Senate Bill 235, dubbed the “Pain-Capable Unborn Child Protection Act,” asserts that fetuses are capable of experiencing pain around 20 weeks after fertilization. 

Advancements in medical science and technology have moved the point of viability forward necessitating additional protections for unborn children, said Sen. Bryant Richardson, R-Seaford, the bill’s sponsor. 

“Whenever a woman goes in for an abortion, two patients go in and only one comes out,” Richardson told the Senate Legislative Oversight and Sunset Committee. “The child becomes a victim.”

Opponents, including representatives from Planned Parenthood of Delaware and the American College of Obstetricians and Gynecologists, said the bill attempts to legislate what should be a sensitive medical decision between women and their doctors. 
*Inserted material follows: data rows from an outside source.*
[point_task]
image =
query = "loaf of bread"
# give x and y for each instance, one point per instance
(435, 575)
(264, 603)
Abortions after 20 weeks are extremely rare, they said, and most often happen when either the child’s or mother’s life is in danger. 

“Over 99% of abortions occur before 21 weeks,” said Ruth Lytle-Barnaby, president and CEO of Planned Parenthood of Delaware. “These are people that have picked out names — these are people that have painted the rooms — they have started to have baby showers.”
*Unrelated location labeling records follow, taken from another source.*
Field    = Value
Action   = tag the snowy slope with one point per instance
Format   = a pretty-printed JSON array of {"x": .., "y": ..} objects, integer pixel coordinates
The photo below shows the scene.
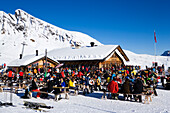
[
  {"x": 92, "y": 103},
  {"x": 37, "y": 34},
  {"x": 144, "y": 60}
]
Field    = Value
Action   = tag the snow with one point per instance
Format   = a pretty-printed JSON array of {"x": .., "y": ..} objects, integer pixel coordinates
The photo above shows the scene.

Richardson said that’s no excuse to “give a death sentence to an unborn child,” especially given that “a lot of times, as far as the unborn child, there are misdiagnoses.”  

“I think there’s been a lot of examples of the child being born and the doctors have been wrong in their diagnosis,” Richardson said. “So I think, you know, we should err on the side of the unborn child.”

Having failed to be released from the committee, the bill will not advance to the Senate floor for a vote.

House Democrats last week filed their own bill aimed at expanding abortion protections in Delaware. That bill has been assigned to the House Health & Human Development Committee where it will be considered Wednesday.